Like Bayesian networks, Markov networks can be represented by graphs, but they have undirected arcs instead of arrows. Two variables are connected, meaning they depend directly on each other, if they appear together in some feature, like Ballad and By a hip-hop artist in Ballad by a hip-hop artist.
Markov networks are a staple in many areas, such as computer vision. For instance, a driverless car needs to segment each image it sees into road, sky, and countryside. One option is to label each pixel as one of the three according to its color, but this is not nearly good enough. Images are very noisy and variable, and the car will hallucinate rocks strewn all over the roadway and patches of road in the sky. We know, however, that nearby pixels in an image are usually part of the same object, and we can introduce a corresponding set of features: for each pair of neighboring pixels, the feature is true if they belong to the same object, and false otherwise. Now images with large, contiguous blocks of road and sky are much more likely than images without, and the car goes straight instead of continually swerving left and right to avoid imaginary rocks.

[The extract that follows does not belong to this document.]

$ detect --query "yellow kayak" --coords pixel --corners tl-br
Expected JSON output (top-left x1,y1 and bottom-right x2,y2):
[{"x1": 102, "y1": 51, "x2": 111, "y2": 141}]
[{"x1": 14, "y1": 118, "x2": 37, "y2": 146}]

Markov networks can be trained to maximize either the likelihood of the whole data or the conditional likelihood of what we want to predict given what we know. For Siri, the likelihood of the whole data is P(words, sounds), and the conditional likelihood we’re interested in is P(words | sounds). By optimizing the latter, we can ignore P(sounds), which is only a distraction from our goal. And since we ignore it, it can be arbitrarily complex. This is much better than HMMs’ unrealistic assumption that sounds depend solely on the corresponding words, without any influence from the surroundings. In fact, if all Siri cares about is figuring out which words you just spoke, perhaps it doesn’t even need to worry about probabilities; it just needs to make sure the correct words score higher than incorrect ones when it tots up the weights of their features-ideally a lot higher, just to be safe.
Analogizers took this line of reasoning to its logical conclusion, as we’ll see in the next chapter. In the first decade of the new millennium, they in turn took over NIPS. Now the connectionists dominate once more, under the banner of deep learning. Some say that research goes in cycles, but it’s more like a spiral, with loops winding around the direction of progress. In machine learning, the spiral converges to the Master Algorithm.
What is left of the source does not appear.